The Government will provide the Australian Securities and Investments Commission (ASIC) with additional funding of $404.8 million so it can undertake an accelerated enforcement strategy, implement an enhanced onsite supervisory capability for large institutions and deliver on its expanded role in relation to superannuation as recommended by the Royal Commission. The Australian Prudential Regulation Authority’s (APRA) budget will be increased by $151.7 million to strengthen its supervisory and enforcement activities.


Thankfully for financial advisers and their clients, there were few major changes to superannuation in the budget. Constant Government changes have been seen as one of the negatives for the superannuation system in recent years. Currently, people aged 65 to 74 can only make voluntary superannuation contributions if they meet the work test, which requires working a minimum of 40 hours over a 30 day period in the relevant financial year, and those aged 65 and over currently cannot access bring-forward arrangements. Proposed budget changes to calculating exempt current pension income (ECPI) and increasing the age where the work test for making contributions to superannuation applies, appear positive moves. From 1 July 2020, the Government will increase the work test age to 67 to be aligned with the age pension age. This will allow voluntary superannuation contributions [both concessional and non-concessional] to be made by those aged 65 and 66 without meeting the work test from 1 July 2020. [Concessional contributions, also called before-tax contributions, are funds that go into super from before-tax income. Concessional contributions can be added into super without paying extra tax. Generally, non-concessional contributions are contributions made into super that are not included in the super fund’s assessable income.]
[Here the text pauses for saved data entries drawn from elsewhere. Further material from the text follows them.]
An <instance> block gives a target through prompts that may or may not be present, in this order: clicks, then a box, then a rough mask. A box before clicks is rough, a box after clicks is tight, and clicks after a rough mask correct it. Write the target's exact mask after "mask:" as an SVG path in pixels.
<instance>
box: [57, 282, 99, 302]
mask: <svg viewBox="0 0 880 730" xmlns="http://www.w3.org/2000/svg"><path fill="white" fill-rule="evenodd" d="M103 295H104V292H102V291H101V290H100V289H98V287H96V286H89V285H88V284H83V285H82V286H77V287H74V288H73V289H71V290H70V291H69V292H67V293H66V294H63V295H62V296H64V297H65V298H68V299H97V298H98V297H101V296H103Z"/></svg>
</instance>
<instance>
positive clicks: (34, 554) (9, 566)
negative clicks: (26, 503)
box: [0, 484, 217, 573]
The streamlining administrative requirements to calculate exempt current pension income (ECPI) will reduce red tape. Changes will be made to allow superannuation fund trustees with interests in both the accumulation and retirement phases during an income year to choose their preferred method of calculating ECPI. Currently, the ATO requires both the proportionate method and segregated method for relevant parts of an income year, this can be unnecessarily complex. This change allows prior industry practice of using the proportionate method and calculating ECPI through an actuarial certificate to begin again. In summary from 1 July 2020, people aged 65 or 66 will be able to make voluntary super contributions without meeting the work test. It will be possible to make three years’ worth of non-concessional contributions (currently capped at $100,000 a year) in one year. From 1 July 2020, there will be an increase in the age limit for spouse contributions from 69 to 74.

Investment Approach

Given the near term Federal election and potential for a change of Government, investing based on anticipated budget changes carries risks, as such it appears more logical to invest in sectors likely to benefit despite the budget and treat actual budget implementation as a bonus. To that end a return to surplus does offer Australia an increase in economic support flexibility in future years should that become necessary and the increase in Infrastructure expenditure offers potential benefits for this sector and will likely take some of the pressure off the housing and construction sector. Increased support for seniors may assist this sector. However, the NDIS appears underfunded in part influencing disproportionally the seniors’ sector. The budget on the negative side appears to lack big-picture vision and makes little provision for possible impacts of technology and energy demand and supply changes on the Australian economy and employment market in the future.